For a 'Fire Safe' India
A fire can occur anywhere. If not handled carefully, it can lead to a huge loss of life and assets. In fact, with rapid economic development, emerging technologies, shortage of prime land and lifestyle changes, fire risk continues to be one of the major causes of loss of human lives in the country. As recently as May this year, at least 22 students lost their lives and many others were injured when a fire broke out at a commercial complex in Surat, Gujarat. This incident highlighted the urgent need to improve fire safety preparedness in the country.
Globally, the very recent devastating forest fire in the Amazon basin eroded huge tracts of rain forests and arrested the world's attention. Global warming and Climate Change have increased the frequency and intensity of forest fires and they are a cause of concern in India as well.
While India has an institutional mechanism in place, both at the Central and State levels, and has taken various measures to reduce the country's fire risk, fire accidents indicate certain gaps that need to be addressed. National Disaster Management Authority (NDMA), therefore, chose 'Fire Safety' as the theme for its 15th Formation Day.
Inaugurating the celebrations, Hon'ble Union Minister of State for Home Affairs, Shri G. Kishan Reddy, stressed upon learning from past incidents and adopting international best practices for fire risk prevention and mitigation.

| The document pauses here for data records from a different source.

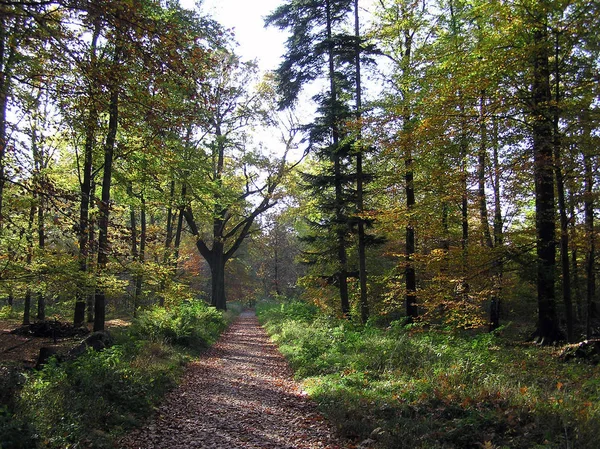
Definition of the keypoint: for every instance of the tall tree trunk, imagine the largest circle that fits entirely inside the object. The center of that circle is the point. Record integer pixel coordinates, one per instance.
(496, 303)
(362, 257)
(8, 54)
(575, 260)
(342, 276)
(91, 294)
(481, 166)
(217, 269)
(29, 259)
(562, 205)
(134, 239)
(39, 185)
(85, 188)
(103, 248)
(142, 257)
(41, 299)
(547, 330)
(590, 257)
(464, 208)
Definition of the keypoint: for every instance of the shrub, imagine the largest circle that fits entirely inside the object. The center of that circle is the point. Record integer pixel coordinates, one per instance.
(191, 323)
(87, 401)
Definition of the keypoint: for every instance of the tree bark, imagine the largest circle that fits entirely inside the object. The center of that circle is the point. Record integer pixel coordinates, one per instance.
(562, 205)
(496, 301)
(28, 260)
(481, 166)
(8, 54)
(547, 331)
(362, 257)
(86, 189)
(103, 246)
(590, 257)
(342, 275)
(91, 294)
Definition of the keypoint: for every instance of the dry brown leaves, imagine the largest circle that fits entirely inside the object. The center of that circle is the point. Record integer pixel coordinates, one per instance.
(240, 394)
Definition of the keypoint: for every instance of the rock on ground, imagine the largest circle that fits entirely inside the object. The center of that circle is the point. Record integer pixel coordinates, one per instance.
(240, 394)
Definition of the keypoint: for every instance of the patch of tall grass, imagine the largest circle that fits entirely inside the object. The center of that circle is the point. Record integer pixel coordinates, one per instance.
(88, 401)
(430, 388)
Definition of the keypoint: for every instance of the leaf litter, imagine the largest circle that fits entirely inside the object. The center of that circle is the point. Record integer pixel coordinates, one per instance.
(239, 394)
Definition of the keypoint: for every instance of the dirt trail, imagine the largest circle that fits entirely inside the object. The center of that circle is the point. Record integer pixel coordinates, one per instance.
(240, 394)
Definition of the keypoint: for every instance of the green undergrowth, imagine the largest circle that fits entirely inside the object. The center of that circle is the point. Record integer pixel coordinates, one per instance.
(411, 387)
(88, 402)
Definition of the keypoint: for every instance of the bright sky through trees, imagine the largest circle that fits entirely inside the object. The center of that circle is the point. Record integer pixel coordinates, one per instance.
(246, 19)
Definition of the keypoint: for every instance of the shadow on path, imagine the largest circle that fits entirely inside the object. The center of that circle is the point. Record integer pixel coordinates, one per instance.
(240, 394)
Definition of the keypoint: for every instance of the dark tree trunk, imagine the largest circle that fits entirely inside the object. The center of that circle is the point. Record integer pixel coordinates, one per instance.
(217, 269)
(86, 190)
(362, 257)
(590, 257)
(8, 56)
(39, 180)
(29, 259)
(342, 275)
(91, 294)
(481, 166)
(574, 261)
(103, 247)
(142, 257)
(412, 310)
(562, 204)
(547, 327)
(464, 208)
(134, 241)
(496, 303)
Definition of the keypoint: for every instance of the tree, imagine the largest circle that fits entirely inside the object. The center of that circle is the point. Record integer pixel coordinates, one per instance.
(318, 48)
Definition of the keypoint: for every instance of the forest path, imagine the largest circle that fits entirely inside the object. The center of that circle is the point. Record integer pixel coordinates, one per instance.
(239, 394)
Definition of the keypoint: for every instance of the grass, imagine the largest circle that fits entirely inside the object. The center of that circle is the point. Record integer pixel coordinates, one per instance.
(90, 401)
(412, 387)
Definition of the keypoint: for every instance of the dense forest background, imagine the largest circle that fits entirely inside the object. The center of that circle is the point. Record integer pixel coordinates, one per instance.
(449, 176)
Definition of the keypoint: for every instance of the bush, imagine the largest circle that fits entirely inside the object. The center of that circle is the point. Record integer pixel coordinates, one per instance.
(430, 388)
(192, 324)
(88, 401)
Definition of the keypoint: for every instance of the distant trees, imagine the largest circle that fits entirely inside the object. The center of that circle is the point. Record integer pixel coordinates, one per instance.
(119, 120)
(480, 154)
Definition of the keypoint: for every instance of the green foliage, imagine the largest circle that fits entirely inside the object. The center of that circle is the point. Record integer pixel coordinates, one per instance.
(430, 388)
(191, 323)
(88, 401)
(8, 313)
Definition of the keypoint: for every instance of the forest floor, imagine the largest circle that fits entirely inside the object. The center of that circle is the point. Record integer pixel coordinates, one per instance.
(23, 350)
(239, 394)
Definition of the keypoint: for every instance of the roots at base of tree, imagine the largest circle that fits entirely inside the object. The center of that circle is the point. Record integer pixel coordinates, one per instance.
(544, 338)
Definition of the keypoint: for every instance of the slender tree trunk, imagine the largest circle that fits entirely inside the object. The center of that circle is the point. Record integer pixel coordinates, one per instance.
(39, 181)
(362, 257)
(8, 56)
(167, 255)
(547, 328)
(464, 208)
(86, 190)
(342, 276)
(217, 268)
(483, 212)
(134, 239)
(41, 299)
(91, 294)
(574, 261)
(103, 248)
(590, 259)
(562, 205)
(496, 303)
(29, 259)
(142, 257)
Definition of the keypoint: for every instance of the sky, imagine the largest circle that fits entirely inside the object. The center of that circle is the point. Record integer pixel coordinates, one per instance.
(246, 18)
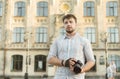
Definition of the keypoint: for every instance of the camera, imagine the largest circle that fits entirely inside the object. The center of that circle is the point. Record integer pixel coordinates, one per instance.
(77, 66)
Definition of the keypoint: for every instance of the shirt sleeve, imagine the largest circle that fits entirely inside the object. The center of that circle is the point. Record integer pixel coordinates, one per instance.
(53, 50)
(88, 52)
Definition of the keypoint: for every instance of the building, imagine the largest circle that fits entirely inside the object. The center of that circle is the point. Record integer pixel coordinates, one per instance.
(28, 28)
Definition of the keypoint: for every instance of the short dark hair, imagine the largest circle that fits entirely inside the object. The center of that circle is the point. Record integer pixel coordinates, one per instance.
(68, 16)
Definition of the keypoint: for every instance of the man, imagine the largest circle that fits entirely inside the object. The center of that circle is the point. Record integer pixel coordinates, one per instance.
(67, 49)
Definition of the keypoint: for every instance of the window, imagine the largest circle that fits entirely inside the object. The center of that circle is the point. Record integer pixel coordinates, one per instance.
(94, 67)
(40, 63)
(89, 8)
(111, 8)
(20, 9)
(90, 34)
(42, 9)
(41, 35)
(18, 35)
(113, 35)
(62, 31)
(116, 59)
(1, 7)
(17, 62)
(0, 34)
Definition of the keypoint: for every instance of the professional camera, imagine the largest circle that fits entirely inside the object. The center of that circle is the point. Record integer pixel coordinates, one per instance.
(77, 66)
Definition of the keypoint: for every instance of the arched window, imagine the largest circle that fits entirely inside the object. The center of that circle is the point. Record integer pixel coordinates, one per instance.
(116, 59)
(113, 35)
(18, 35)
(42, 8)
(89, 8)
(17, 62)
(40, 63)
(19, 9)
(41, 35)
(90, 34)
(111, 8)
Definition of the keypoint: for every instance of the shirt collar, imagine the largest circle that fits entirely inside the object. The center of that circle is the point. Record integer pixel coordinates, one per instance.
(66, 37)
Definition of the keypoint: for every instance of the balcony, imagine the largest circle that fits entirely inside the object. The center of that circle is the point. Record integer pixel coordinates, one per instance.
(111, 19)
(19, 20)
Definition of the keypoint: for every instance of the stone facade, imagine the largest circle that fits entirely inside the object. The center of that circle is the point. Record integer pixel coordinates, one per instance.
(53, 22)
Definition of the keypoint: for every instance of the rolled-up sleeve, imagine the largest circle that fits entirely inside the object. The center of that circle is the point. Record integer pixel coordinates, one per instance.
(53, 50)
(88, 51)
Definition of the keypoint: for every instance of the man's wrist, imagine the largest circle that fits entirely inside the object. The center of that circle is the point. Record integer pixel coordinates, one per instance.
(82, 70)
(62, 62)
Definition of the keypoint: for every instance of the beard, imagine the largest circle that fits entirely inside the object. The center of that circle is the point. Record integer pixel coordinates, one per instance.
(69, 31)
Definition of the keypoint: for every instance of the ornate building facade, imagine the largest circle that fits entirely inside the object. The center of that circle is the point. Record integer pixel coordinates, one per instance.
(28, 28)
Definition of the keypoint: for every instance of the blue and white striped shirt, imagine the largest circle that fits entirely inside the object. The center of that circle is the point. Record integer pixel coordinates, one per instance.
(64, 48)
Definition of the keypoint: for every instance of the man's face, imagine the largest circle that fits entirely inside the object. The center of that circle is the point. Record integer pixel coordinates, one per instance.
(70, 25)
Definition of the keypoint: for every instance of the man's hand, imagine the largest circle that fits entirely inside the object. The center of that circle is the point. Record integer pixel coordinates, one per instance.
(70, 63)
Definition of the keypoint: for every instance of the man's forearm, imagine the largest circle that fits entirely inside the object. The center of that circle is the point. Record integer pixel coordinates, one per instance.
(55, 61)
(88, 66)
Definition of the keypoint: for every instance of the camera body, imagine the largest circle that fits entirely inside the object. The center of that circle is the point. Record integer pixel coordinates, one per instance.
(77, 66)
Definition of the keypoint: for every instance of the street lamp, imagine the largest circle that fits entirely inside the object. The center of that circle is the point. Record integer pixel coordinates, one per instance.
(28, 58)
(104, 37)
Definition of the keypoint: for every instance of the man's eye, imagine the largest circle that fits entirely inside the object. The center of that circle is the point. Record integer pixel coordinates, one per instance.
(71, 22)
(66, 22)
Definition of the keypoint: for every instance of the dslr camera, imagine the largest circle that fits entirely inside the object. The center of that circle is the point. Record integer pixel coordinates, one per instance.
(77, 66)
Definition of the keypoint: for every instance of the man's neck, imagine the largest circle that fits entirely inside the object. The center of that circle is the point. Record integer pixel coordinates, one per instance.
(71, 34)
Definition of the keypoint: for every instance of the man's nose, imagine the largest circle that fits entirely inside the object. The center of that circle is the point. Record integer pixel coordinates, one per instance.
(68, 23)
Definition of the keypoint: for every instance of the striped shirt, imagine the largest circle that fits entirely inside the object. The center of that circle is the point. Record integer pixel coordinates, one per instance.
(64, 48)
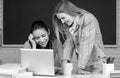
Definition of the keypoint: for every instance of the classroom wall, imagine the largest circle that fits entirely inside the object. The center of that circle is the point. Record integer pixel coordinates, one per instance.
(10, 54)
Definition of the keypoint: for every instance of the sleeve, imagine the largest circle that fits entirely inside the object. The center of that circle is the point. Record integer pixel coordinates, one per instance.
(58, 51)
(87, 38)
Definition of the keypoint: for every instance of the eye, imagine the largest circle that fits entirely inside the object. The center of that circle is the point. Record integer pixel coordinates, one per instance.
(44, 35)
(36, 38)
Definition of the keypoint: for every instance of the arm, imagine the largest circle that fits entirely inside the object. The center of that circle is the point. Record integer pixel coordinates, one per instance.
(87, 38)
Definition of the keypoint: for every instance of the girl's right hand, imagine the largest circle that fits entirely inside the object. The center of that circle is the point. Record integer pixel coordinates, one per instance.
(32, 41)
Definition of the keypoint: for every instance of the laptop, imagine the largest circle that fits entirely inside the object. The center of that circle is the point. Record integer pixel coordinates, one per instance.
(38, 61)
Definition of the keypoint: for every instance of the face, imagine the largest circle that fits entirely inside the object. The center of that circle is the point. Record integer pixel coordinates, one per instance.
(65, 18)
(41, 36)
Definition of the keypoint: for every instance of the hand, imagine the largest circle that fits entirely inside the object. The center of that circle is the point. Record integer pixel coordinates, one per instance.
(32, 41)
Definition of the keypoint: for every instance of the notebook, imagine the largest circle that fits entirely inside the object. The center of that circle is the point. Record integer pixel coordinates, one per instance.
(38, 61)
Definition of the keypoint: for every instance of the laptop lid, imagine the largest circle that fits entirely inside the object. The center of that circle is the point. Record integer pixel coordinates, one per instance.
(39, 61)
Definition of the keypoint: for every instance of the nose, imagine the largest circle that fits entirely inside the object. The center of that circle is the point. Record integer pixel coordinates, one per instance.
(62, 21)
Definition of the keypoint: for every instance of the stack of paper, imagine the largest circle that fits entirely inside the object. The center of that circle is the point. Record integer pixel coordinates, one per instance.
(115, 74)
(21, 75)
(11, 69)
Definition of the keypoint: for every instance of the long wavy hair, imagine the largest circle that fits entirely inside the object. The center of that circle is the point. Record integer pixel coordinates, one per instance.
(68, 7)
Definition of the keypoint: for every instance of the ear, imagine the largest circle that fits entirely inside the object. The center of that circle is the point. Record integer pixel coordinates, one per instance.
(48, 31)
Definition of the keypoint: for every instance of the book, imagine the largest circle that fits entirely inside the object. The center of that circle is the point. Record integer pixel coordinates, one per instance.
(11, 69)
(115, 74)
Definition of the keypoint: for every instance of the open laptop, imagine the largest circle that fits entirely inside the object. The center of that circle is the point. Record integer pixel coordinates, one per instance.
(39, 61)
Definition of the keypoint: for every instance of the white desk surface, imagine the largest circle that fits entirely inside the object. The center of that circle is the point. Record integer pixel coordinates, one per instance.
(72, 76)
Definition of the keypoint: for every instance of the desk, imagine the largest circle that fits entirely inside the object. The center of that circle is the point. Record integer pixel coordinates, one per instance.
(73, 76)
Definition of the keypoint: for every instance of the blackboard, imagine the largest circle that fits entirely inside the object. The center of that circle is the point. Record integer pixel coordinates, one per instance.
(19, 14)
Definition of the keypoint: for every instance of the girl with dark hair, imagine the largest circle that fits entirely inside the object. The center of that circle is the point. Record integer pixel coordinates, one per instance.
(81, 34)
(39, 39)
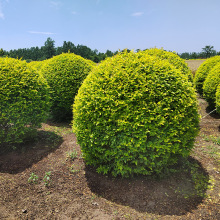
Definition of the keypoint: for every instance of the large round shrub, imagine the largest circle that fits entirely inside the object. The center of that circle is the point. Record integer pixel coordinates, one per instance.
(172, 58)
(210, 85)
(203, 71)
(24, 98)
(135, 115)
(218, 99)
(65, 74)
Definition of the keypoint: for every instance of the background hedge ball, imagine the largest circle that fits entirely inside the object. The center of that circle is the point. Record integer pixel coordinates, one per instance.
(135, 114)
(65, 74)
(203, 71)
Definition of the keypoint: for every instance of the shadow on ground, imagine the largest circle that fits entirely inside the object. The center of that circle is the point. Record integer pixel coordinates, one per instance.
(212, 113)
(174, 194)
(30, 152)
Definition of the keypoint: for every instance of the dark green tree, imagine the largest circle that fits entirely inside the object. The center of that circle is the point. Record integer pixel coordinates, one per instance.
(49, 48)
(208, 50)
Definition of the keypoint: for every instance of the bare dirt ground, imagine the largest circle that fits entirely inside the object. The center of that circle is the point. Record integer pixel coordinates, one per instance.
(67, 189)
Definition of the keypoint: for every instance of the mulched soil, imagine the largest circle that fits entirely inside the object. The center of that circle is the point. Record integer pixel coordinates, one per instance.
(75, 191)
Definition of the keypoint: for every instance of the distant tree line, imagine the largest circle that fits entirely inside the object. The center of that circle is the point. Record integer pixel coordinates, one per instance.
(207, 52)
(49, 50)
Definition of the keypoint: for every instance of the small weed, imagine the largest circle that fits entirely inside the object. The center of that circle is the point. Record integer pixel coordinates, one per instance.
(33, 178)
(215, 140)
(73, 169)
(72, 155)
(47, 179)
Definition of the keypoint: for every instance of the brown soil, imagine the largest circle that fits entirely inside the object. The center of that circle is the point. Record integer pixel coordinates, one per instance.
(78, 192)
(75, 191)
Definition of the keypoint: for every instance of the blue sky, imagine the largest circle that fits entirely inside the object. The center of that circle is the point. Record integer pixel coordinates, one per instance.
(176, 25)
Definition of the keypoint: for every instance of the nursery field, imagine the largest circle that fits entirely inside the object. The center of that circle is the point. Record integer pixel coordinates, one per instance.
(46, 178)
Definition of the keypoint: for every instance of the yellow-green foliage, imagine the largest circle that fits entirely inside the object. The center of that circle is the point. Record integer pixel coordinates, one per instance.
(218, 99)
(65, 74)
(37, 64)
(24, 98)
(173, 59)
(203, 71)
(210, 85)
(135, 115)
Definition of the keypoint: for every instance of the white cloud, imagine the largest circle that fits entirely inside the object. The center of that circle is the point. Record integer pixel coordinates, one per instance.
(98, 1)
(56, 4)
(2, 16)
(40, 32)
(137, 14)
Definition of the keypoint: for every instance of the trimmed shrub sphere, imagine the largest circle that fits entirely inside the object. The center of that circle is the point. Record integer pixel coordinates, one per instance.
(24, 98)
(210, 85)
(135, 115)
(203, 71)
(218, 99)
(65, 74)
(172, 58)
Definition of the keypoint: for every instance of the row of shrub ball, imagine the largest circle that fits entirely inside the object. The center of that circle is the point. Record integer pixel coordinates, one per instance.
(207, 80)
(134, 113)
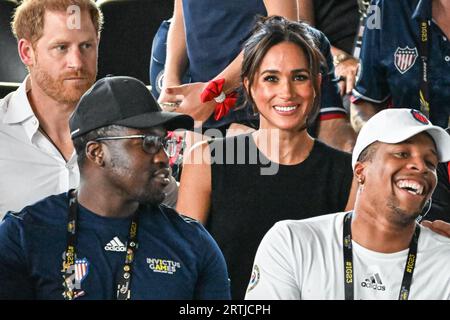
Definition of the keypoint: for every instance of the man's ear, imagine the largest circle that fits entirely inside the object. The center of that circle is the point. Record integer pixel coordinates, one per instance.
(359, 172)
(95, 153)
(245, 83)
(26, 52)
(319, 82)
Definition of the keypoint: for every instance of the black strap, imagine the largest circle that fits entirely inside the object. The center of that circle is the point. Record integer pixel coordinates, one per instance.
(72, 290)
(348, 261)
(424, 90)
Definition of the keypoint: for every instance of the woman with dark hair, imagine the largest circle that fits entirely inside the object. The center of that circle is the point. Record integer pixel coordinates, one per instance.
(240, 186)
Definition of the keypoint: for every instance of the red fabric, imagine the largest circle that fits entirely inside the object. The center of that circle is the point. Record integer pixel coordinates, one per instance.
(329, 116)
(213, 90)
(174, 158)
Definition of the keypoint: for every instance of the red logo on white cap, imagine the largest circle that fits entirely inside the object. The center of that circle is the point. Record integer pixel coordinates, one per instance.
(419, 117)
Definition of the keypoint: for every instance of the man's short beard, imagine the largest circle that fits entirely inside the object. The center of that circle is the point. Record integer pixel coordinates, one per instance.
(399, 216)
(147, 195)
(56, 89)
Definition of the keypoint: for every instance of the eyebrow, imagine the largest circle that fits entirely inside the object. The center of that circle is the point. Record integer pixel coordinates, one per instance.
(277, 71)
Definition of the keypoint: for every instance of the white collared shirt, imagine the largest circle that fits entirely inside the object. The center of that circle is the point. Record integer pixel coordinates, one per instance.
(31, 168)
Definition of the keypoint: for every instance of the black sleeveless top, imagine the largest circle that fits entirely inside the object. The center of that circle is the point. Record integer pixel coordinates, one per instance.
(245, 204)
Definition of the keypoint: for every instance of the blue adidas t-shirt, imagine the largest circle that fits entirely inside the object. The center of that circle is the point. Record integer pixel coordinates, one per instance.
(176, 258)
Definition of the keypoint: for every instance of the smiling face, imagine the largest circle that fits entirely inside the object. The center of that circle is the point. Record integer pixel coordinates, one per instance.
(64, 62)
(400, 178)
(282, 89)
(138, 175)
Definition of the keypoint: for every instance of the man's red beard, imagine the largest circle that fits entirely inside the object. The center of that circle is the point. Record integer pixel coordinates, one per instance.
(61, 90)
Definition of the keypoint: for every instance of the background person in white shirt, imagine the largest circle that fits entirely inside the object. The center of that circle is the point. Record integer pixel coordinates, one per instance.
(59, 46)
(37, 157)
(376, 242)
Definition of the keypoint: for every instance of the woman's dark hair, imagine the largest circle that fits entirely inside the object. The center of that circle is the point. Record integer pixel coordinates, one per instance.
(270, 31)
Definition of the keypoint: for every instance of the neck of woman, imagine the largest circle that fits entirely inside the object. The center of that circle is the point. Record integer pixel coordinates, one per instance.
(284, 147)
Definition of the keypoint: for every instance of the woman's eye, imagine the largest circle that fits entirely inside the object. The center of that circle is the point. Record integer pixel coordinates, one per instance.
(270, 78)
(401, 154)
(301, 77)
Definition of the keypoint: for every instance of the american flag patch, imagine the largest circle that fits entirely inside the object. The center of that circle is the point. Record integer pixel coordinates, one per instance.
(81, 269)
(404, 58)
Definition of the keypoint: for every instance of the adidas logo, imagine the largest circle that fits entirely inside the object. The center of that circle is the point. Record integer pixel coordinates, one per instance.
(373, 282)
(115, 245)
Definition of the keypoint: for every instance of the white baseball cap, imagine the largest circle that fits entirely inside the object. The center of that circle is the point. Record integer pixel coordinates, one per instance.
(396, 125)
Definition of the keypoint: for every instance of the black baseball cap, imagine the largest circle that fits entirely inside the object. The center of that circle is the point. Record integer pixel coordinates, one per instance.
(124, 101)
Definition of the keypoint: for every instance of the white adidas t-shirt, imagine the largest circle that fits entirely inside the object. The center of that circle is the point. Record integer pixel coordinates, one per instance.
(303, 259)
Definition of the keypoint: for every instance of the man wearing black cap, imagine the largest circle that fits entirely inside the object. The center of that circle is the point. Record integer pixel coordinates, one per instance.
(111, 239)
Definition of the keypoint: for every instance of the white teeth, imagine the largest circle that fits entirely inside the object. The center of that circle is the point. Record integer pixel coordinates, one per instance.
(411, 186)
(285, 109)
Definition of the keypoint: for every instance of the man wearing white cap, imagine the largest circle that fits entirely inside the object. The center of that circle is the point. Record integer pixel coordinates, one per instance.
(378, 250)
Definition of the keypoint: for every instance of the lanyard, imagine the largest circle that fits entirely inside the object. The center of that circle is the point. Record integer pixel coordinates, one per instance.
(73, 290)
(348, 261)
(424, 91)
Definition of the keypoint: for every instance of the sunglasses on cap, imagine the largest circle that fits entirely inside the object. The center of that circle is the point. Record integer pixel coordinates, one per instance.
(151, 144)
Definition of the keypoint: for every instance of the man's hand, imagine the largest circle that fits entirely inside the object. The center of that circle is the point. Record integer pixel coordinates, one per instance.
(347, 69)
(189, 95)
(438, 226)
(337, 133)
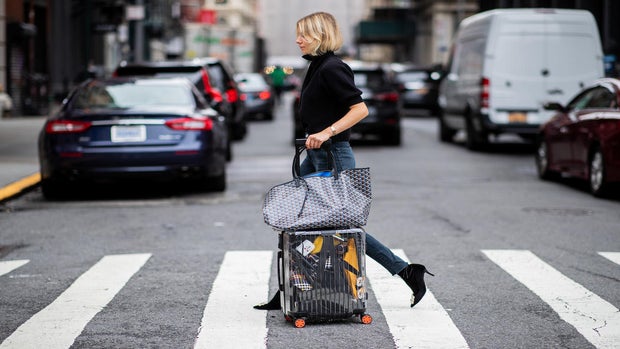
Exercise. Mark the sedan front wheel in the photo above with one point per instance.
(598, 187)
(542, 161)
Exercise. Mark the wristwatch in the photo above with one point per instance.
(333, 129)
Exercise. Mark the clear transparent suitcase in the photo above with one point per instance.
(322, 275)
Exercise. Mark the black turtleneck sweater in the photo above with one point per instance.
(327, 94)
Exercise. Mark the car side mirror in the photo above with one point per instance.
(554, 106)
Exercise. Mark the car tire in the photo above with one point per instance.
(229, 155)
(542, 161)
(596, 173)
(474, 140)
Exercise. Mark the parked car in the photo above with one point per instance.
(378, 92)
(257, 95)
(418, 88)
(210, 75)
(381, 98)
(583, 138)
(504, 62)
(132, 128)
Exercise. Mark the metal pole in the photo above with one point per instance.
(139, 37)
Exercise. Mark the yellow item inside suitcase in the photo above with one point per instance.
(350, 257)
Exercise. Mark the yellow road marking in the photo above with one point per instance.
(17, 186)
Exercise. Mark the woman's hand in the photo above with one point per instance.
(315, 140)
(356, 113)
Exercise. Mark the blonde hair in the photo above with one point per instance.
(322, 32)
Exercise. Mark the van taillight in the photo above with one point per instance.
(190, 124)
(66, 126)
(484, 92)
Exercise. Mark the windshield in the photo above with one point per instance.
(132, 95)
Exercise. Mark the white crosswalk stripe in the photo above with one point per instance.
(596, 319)
(8, 266)
(243, 278)
(58, 324)
(612, 256)
(427, 325)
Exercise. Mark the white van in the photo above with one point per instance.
(506, 63)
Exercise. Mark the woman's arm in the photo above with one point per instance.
(356, 113)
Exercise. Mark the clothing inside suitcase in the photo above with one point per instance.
(325, 274)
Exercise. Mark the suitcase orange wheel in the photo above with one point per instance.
(299, 323)
(366, 319)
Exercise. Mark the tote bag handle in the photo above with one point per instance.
(300, 146)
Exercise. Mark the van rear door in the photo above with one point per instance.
(540, 61)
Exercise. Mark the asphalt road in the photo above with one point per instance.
(519, 262)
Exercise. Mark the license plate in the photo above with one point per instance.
(128, 133)
(517, 117)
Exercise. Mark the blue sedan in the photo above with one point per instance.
(133, 128)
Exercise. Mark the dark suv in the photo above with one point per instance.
(211, 75)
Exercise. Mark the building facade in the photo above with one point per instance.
(47, 46)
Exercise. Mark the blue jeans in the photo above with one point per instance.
(316, 160)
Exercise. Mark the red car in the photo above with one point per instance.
(582, 139)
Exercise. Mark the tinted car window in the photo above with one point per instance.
(601, 98)
(370, 79)
(131, 95)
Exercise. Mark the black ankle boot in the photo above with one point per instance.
(273, 304)
(413, 275)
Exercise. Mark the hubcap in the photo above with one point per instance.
(542, 157)
(596, 171)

He also emphasized on capacity building of government functionaries, awareness generation among people through mock drills and the need for enforcing rules and regulations.
During the day-long event, three technical sessions were held covering the various aspects of fire risks and safety. The first session 'Fire Risk in India' focused on emerging issues on Fire Safety Management in the country. The session also saw presentations on issues pertaining to Forest Fires and their linkages with global warming and climate change. Various aspects of Industrial Fires were also discussed. The second session held discussions on various measures that could be taken to prevent and mitigate fire related events, especially in urban areas.
During the session on 'Institutional Challenges and Issues', aspects related to the need for modernization and technological upgradation of Fire Services in the country, vis-à-vis the rapid developmental growth, were discussed.
"Fire preparedness requires all relevant stakeholders - from the national right up to the local and community level - to come together," said Dr. P. K. Mishra, Principal Secretary to the Prime Minister. He added that those in charge of enforcing regulations should be trained on legal and technical provisions, fire types, associated risks, fire prevention, mitigation and response mechanisms besides incorporating the latest technology and equipment for fire prevention, mitigation and response.
Shri G. V. V. Sarma, Member Secretary, NDMA, highlighted the activities undertaken by NDMA during the last one year to reduce disaster risks in the country and consolidate India's efforts towards regional and international collaboration for DRR. Shri Sarma also underlined the need for a conscious and planned effort by all the states for improving our firefighting capabilities.
On the occasion, a number of National guidelines and reports prepared by NDMA for disaster risk reduction in the country were also released, which included the National Guidelines on Disability Inclusive Disaster Risk Reduction. Other publications that were issued include Home Owner’s Guide for Earthquake and Cyclone Safe Homes, National Landslide Risk Management Strategy, Temporary Shelters for Disaster Affected Houses, PocketBook on Do’s and Don’ts, Study Report on Gaja Cyclone 2018, Heat Wave Threshold Estimation Study and Earthquake Disaster Risk Index.
To be effective, fire risk reduction needs to strengthen institutional mechanisms, involve the communities at risk, generate public awareness, and ensure there is a constant state of preparedness. Discussions at this Formation Day will go a long way in meeting challenges and reducing our socio-economic vulnerabilities to fire risk.